Wednesday, November 14, 2007

The pleasure of all reading

1. "Reading is to the mind what exercise is to the body."

- Richard Steele (1672-1729), Irish writer

2. "No entertainment is so cheap as reading, nor any pleasure so
lasting."

- Lady Mary Wortley Montagu (1689-1762), British author/critic

3. "The pleasure of all reading is doubled when one lives with another
who shares the same books."

- Katherine Mansfield (1888 - 1923), short story writer and poet

4. "However many holy words you read, however many you speak, what
good will they do you if you do not act upon them?"

- Buddha (563-483 BC), founder of Buddhism

5. "Read the best books first, or you may not have a chance to read
them at all."

- Henry David Thoreau (1817 - 1862), essayist

6. "A truly great book should be read in youth, again in maturity and
once more in old age, as a fine building should be seen by morning
light, at noon and by moonlight."

- Robertson Davies (1913-1995), Canadian novelist

7. "Some books are to be tasted, others to be swallowed, and some few
to be chewed and digested."

- Sir Francis Bacon (1561-1626), English essayist

8. "I would rather be poor in a cottage full of books than a king
without the desire to read."

- Thomas B. Macaulay (1800-1859), historian

9. "This is not a novel to be tossed aside lightly.
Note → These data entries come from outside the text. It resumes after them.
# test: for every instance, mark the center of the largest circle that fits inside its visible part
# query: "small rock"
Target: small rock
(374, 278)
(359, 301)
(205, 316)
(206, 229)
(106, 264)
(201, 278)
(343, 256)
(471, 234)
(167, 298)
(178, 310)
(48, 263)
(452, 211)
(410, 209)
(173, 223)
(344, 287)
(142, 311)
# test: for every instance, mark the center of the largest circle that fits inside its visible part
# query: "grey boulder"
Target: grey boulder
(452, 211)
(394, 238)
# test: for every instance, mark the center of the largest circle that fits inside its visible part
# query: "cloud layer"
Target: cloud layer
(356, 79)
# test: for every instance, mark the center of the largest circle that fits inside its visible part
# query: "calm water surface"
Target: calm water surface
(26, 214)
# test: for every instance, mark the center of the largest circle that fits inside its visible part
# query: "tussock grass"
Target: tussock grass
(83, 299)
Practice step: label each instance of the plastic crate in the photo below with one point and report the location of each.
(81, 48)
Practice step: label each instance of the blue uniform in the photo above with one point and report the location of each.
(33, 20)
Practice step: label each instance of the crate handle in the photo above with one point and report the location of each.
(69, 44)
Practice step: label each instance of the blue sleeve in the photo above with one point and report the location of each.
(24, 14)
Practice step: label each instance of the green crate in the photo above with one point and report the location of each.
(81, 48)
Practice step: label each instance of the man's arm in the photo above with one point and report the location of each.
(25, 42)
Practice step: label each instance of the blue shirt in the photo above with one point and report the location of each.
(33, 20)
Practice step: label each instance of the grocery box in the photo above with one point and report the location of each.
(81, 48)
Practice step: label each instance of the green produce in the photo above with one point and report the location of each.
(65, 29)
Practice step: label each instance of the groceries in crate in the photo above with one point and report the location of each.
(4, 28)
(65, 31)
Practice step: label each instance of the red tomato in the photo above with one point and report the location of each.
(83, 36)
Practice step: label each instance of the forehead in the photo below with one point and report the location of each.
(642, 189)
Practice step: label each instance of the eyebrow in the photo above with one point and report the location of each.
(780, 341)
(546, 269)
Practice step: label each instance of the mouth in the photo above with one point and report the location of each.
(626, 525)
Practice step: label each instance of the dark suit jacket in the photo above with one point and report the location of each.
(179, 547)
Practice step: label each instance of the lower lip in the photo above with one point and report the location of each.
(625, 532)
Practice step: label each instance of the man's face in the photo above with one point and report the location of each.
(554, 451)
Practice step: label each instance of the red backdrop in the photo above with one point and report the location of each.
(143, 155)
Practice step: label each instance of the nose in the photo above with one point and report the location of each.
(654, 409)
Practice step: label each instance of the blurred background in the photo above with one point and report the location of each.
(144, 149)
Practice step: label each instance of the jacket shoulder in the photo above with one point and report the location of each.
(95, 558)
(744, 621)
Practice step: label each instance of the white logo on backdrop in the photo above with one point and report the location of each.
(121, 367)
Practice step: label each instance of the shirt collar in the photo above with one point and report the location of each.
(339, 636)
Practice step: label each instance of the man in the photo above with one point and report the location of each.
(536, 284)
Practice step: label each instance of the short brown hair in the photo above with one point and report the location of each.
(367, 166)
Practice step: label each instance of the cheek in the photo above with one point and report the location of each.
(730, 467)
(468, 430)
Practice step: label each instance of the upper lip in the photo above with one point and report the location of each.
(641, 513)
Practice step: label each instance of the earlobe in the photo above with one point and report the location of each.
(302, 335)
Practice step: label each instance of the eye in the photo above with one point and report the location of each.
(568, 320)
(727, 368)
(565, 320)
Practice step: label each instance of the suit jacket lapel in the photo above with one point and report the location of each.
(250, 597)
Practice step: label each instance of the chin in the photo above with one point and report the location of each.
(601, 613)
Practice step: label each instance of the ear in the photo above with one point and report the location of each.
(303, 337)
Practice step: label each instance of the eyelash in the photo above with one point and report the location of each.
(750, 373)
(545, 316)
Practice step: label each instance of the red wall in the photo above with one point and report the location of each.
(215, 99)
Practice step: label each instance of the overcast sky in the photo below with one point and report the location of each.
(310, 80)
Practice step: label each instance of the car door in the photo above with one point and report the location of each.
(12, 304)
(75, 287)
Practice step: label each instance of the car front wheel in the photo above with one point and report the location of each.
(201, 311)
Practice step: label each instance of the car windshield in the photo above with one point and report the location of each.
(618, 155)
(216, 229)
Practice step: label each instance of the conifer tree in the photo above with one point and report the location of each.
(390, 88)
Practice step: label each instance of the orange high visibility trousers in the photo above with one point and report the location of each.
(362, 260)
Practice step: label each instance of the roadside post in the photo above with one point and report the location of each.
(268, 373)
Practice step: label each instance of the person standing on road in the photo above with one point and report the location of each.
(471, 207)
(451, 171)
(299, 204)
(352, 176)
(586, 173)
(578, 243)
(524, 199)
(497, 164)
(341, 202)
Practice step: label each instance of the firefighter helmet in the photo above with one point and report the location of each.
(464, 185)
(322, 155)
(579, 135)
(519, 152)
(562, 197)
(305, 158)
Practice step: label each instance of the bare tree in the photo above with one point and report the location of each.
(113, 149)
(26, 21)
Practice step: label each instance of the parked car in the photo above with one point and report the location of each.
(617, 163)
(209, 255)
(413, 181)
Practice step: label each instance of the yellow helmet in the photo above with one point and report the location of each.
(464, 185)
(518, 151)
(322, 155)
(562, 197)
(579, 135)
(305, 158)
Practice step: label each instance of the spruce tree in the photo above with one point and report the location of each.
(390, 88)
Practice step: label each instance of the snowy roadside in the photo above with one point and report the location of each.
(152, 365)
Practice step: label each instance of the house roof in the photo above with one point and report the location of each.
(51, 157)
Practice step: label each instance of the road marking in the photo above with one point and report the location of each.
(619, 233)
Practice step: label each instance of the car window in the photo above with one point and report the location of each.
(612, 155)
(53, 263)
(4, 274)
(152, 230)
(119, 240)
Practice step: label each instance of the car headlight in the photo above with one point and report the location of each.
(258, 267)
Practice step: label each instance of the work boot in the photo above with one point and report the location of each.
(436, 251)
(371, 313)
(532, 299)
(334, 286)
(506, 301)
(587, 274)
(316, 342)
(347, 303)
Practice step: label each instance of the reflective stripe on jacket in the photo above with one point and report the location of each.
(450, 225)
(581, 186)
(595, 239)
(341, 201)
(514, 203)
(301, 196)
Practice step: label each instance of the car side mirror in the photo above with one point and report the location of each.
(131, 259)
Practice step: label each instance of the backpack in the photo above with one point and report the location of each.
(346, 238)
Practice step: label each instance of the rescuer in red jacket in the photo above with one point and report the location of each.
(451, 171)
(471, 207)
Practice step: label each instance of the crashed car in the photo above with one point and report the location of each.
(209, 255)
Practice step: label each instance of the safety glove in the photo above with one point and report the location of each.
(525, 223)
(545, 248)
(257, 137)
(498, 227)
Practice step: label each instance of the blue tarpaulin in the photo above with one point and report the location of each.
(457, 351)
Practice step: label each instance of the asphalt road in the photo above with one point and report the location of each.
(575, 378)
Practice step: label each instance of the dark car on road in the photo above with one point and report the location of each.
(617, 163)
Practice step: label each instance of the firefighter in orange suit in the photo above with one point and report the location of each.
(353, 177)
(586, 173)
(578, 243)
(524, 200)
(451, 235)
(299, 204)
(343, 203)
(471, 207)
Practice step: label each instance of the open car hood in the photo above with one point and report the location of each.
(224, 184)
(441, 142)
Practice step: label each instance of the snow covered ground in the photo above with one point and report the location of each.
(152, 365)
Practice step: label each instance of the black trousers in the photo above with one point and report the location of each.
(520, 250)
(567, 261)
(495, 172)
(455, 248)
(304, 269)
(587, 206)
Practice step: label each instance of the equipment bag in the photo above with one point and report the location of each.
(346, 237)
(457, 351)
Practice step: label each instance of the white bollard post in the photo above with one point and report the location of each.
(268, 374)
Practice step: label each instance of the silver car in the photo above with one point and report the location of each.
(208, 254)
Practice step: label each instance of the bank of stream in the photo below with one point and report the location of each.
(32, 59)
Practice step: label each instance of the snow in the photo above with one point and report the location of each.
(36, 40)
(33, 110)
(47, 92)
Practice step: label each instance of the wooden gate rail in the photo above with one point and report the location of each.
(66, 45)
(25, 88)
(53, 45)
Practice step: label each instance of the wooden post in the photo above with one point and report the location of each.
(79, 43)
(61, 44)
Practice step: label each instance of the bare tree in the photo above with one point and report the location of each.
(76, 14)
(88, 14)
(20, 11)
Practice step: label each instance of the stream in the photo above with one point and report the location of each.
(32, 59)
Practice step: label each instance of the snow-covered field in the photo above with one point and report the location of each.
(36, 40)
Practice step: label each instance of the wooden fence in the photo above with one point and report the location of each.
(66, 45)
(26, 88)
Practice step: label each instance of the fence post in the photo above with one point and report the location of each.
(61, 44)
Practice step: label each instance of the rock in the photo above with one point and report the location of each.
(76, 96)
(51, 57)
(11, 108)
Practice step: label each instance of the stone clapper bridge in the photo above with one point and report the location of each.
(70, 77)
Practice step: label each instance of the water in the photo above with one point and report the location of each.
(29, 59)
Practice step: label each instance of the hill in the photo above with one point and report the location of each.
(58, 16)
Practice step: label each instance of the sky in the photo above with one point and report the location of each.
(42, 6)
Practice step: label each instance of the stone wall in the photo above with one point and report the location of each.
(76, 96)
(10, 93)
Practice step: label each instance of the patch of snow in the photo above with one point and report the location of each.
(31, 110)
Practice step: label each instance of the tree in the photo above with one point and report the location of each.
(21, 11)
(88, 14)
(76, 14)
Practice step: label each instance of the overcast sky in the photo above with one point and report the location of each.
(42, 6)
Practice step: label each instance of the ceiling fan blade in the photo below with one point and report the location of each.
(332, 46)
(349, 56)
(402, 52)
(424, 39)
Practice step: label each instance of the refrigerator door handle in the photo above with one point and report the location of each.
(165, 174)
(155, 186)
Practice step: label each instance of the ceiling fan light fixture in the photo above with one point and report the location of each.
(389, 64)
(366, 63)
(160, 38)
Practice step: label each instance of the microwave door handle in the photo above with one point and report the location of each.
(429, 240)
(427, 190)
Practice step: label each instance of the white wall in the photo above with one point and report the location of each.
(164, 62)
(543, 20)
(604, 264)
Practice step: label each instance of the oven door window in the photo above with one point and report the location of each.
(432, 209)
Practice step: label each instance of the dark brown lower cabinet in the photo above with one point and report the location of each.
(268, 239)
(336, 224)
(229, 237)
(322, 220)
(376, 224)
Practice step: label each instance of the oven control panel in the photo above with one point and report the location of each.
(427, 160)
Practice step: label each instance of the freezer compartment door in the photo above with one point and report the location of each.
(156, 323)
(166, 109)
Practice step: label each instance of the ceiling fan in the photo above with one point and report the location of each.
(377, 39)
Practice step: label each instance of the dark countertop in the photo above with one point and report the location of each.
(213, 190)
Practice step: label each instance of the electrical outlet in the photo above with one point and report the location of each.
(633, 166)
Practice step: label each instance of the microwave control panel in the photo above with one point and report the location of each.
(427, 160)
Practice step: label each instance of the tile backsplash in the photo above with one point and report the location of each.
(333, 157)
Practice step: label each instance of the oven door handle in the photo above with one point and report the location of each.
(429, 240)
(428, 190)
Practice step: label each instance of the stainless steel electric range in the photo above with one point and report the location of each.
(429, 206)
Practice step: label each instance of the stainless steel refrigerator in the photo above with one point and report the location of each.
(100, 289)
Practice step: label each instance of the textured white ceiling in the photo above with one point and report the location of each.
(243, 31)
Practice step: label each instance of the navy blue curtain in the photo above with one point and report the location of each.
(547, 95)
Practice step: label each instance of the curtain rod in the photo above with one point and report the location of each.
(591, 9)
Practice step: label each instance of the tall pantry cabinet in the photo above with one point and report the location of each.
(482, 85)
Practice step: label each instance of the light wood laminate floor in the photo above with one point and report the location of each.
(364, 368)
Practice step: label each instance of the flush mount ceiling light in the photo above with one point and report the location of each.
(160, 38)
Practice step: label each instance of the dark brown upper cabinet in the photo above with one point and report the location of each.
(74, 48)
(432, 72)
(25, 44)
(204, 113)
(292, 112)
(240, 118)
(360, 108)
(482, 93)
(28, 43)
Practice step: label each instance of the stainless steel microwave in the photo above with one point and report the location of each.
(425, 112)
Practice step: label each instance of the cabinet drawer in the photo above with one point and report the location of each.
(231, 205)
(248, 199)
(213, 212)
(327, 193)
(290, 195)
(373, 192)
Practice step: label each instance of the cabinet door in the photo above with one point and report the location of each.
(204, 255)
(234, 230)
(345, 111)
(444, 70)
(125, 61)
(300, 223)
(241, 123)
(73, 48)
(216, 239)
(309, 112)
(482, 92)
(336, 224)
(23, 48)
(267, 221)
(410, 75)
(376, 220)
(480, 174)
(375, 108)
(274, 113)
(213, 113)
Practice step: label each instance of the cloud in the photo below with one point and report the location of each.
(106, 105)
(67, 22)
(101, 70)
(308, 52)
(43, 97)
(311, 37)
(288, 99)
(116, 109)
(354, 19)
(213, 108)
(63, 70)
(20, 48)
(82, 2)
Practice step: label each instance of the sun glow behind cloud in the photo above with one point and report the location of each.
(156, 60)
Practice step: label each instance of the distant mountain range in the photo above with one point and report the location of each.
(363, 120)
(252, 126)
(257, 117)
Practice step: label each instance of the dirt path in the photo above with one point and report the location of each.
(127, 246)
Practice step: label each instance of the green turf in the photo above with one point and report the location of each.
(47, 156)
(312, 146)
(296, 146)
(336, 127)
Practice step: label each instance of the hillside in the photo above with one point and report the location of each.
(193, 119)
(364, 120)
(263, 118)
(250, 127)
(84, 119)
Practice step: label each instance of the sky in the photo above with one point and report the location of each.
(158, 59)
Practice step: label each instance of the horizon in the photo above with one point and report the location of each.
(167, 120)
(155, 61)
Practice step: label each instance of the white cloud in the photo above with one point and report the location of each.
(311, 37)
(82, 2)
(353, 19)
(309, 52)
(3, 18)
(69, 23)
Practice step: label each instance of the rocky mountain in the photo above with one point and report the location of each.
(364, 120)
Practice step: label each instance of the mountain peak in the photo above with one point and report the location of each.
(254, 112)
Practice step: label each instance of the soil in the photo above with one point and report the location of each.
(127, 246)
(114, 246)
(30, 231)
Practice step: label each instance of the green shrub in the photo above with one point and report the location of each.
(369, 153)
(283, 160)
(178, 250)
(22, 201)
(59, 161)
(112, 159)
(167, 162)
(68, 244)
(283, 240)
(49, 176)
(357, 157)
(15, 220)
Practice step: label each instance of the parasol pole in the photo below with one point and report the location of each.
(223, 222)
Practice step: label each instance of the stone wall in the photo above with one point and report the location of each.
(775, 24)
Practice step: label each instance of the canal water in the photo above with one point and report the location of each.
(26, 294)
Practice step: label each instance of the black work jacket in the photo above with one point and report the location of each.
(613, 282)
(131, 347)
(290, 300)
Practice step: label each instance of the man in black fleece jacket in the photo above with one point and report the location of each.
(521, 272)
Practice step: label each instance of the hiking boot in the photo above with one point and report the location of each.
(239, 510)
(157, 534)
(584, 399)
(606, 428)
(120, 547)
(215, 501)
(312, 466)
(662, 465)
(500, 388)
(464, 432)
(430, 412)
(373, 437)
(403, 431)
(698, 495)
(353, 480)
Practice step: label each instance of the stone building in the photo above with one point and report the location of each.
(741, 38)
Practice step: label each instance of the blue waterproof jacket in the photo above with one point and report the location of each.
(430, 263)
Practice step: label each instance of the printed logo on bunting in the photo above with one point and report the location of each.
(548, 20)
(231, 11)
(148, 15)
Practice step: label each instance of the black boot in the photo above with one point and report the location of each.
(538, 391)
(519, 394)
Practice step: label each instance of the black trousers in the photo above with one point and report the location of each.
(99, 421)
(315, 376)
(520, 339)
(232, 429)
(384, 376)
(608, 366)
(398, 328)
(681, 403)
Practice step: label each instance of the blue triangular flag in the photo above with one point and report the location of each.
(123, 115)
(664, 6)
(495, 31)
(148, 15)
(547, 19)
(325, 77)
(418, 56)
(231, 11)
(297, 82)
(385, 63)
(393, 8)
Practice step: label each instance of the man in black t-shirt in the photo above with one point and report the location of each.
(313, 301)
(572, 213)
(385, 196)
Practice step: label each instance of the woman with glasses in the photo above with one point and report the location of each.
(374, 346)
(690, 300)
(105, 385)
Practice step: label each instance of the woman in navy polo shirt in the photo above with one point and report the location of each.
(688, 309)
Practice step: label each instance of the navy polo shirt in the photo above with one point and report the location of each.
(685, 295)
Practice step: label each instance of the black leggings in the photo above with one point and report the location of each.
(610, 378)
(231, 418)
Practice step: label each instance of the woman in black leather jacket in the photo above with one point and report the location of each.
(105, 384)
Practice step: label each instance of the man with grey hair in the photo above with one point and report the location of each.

It should be
thrown with great force."

- Dorothy Parker (1893 - 1967), screenwriter

10. "A book should serve as the ax for the frozen sea within us."

- Franz Kafka (1883-1924), novelist

11. "There is a great deal of difference between the eager man who
wants to read a book and the tired man who wants a book to read."

- G.K. Chesterton (1874-1936), English essayist and novelist

12. "Any book that helps a child to form the habit of reading, to make
reading one of his deep and continuing needs, is good for him."